El Gringo se sintió aislado a un par de cuadras al este de la concentración y se sentó a tomar aire. Le hervía la cabeza y un sonido sordo lo aturdía. Veía gente, cantidades de gente alrededor, pero no podía definir rostros o ropa. En segundos, una historia de amigos, de pelota en la vereda, de campamentos llenos de música, de un modo de vivir la vida, perdían sentido.
Algo se había desinflado en el Gringo, una desilusión de las grandes a sus escasos veinte años de edad. Durante esa noche fría caminó por la ciudad y se perdió en los suburbios hasta terminar en un bar de La Matanza. Hizo un balance: un bien pago trabajo de tornero, la casa de los padres que heredaría, sus amigos de la primaria, los compañeros de lucha, Inés, la novia de siempre, y un ligero inconformismo por años de marchas y contramarchas de la política. Salió del bar y volvió a vagar, esta vez por mucho más tiempo.
¿Qué te pasa, viejo? ¿No tenés nada para decir? Sus colegas lo azuzaban en los vestuarios del taller y el Gringo, como si no tuviera más para decir. Caminaba rumbo al torno y le daba a la manija. Sólo paraba para ir al baño, de vez en cuando. Un ruido continuaba en su cabeza y no era por las máquinas. Ese ruido se alejaba cuando imaginaba un campo interminable.
Mataderos quedó atrás, también Flores y Primera Junta a medida que el colectivo avanzaba hacia Once. Los viejos vieron esa mañana una cama deshecha, como siempre. Inés gastó los tacos de sus zapatos de tanto averiguar por él. En las reuniones, ahora a escondidas, se extrañaba su presencia. El Gringo vio la planicie por primera vez en su vida, se bajó en el primer pueblo que le cayó bien. Depositó todo su dinero en una casa arrumbada y con un lote de tierra, a pocas cuadras del centro.

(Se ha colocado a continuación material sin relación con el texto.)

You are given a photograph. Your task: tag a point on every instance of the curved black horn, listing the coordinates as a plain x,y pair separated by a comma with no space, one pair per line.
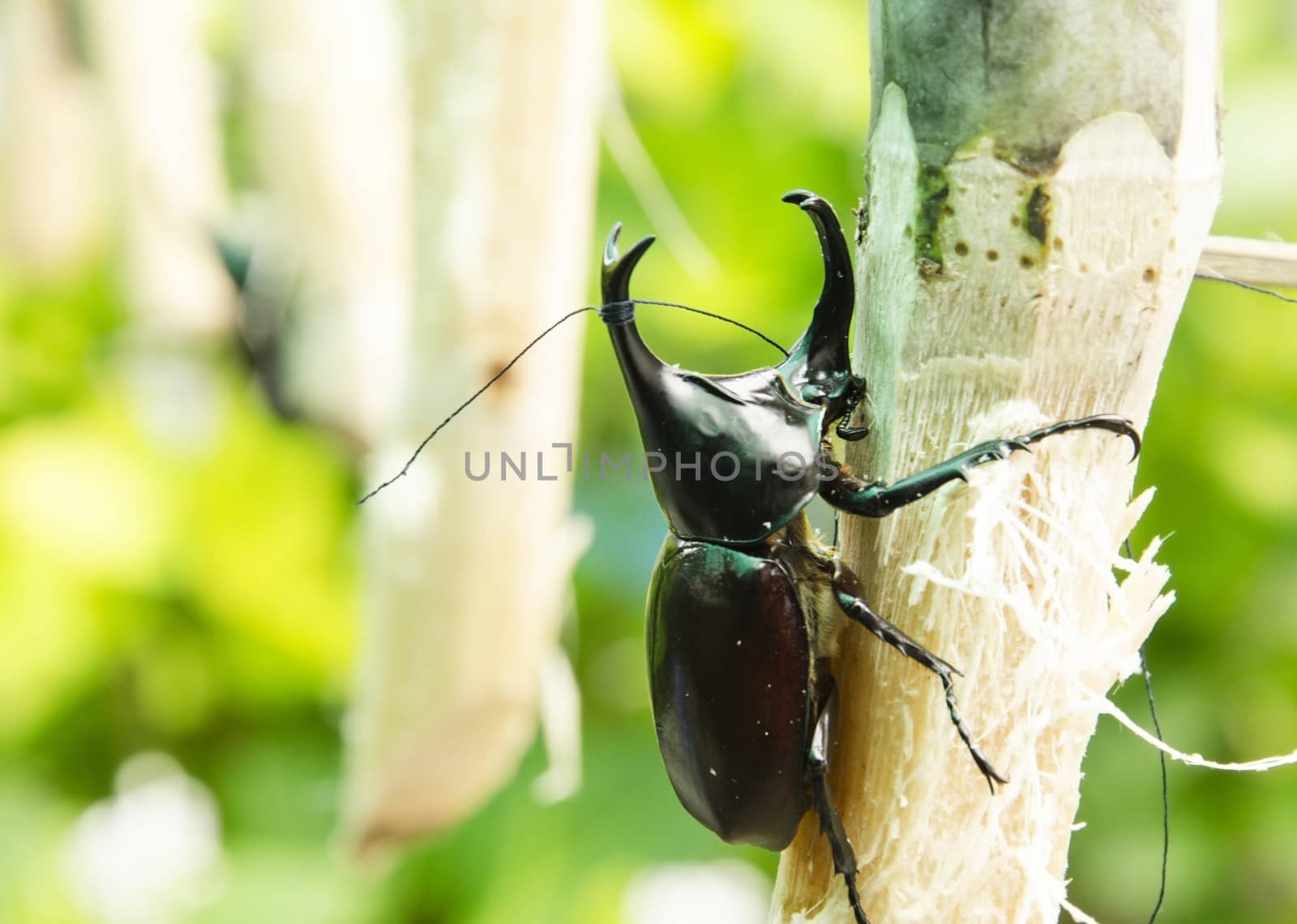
616,270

Daba lo mismo para el Gringo estar solo o acompañado, y un día se puso a convivir con la hija del tractorista. Pocas palabras y mucho afecto mientras el sitio y los árboles verdeaban. Los limones crecían con más fuerza, las papas emergían de la tierra, enormes y bien regadas. Las cosas se acomodaban con muy poco. El Gringo, sin embargo, escapaba de la escasa vida social del lugar: nunca asistió a un juego de naipes, tampoco una copa en el boliche. No leyó jamás un diario. Las noticias, por aire o por tierra no volvieron a interesarle. Un quiebre con la realidad que podría ser una especie de locura.

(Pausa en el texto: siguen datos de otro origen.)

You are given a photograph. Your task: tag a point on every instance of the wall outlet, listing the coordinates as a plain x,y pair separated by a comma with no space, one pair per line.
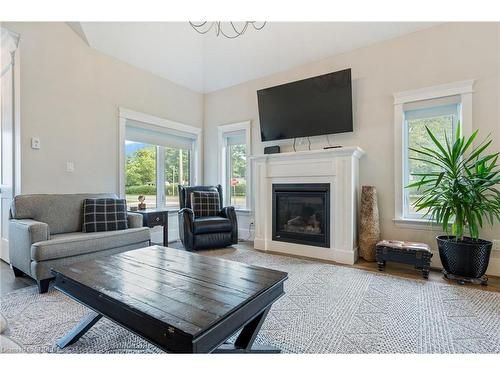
496,245
35,143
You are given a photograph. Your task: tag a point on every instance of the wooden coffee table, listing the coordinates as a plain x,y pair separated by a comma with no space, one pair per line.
179,301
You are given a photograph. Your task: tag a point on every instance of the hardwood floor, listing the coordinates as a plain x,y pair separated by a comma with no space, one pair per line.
9,283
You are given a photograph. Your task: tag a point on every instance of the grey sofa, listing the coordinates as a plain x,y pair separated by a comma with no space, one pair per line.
45,230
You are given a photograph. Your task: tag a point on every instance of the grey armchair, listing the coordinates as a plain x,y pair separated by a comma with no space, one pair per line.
207,232
45,230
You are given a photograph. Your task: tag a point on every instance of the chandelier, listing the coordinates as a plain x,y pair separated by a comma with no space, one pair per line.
227,29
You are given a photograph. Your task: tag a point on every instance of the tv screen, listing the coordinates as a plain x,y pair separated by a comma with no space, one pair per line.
313,106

El Gringo no molestaba a nadie pero en el pueblo se hablaba de él. Despertaban sospechas su andar y sus pocas palabras y ante un mínimo comentario o pregunta optaba por cerrarse o escaparse. Pasaron quince, veinte años y no cambió. Los demás tampoco. El tiempo pasaba por delante de la puerta entreabierta de su casa, las camionetas levantando polvaredas ya no eran tan toscas y andaban rápido. Los hombres de sombrero miraban al pasar, pero al Gringo ni le importaba. Se ató a su rutina sabiendo que su mujer vendría a las siete, cuando abandonaba su puesto en la central telefónica. Una rutina de siglos.
El Gringo tenía ahora 48 años pero aparentaba ser más viejo. En eso estaba un mediodía, cuando al ver el espantapájaros sintió mareos. Se dejó caer y escuchó a una pareja de horneros, muy lejos. Fue arrastrándose por los almácigos y el avión de las propagandas pasó por el cielo, pero no tuvo fuerzas para verlo.
En esta historia falta un perro porque no hay un perro en la casa. No está Dora, falta un largo rato para que vuelva, hay pájaros nomás y el sonido del avión. El Gringo está en la más absoluta soledad, apagándose. Es la vida que eligió y, quizá, la muerte que eligió. Tanta soledad, desde aquella tarde en que todo se quebró. En dos segundos recuerda la plaza del barrio, las ilusiones, a Inés y los últimos años vividos, tan aislado y feliz. Morir así, solo, sin un perro que le ladre.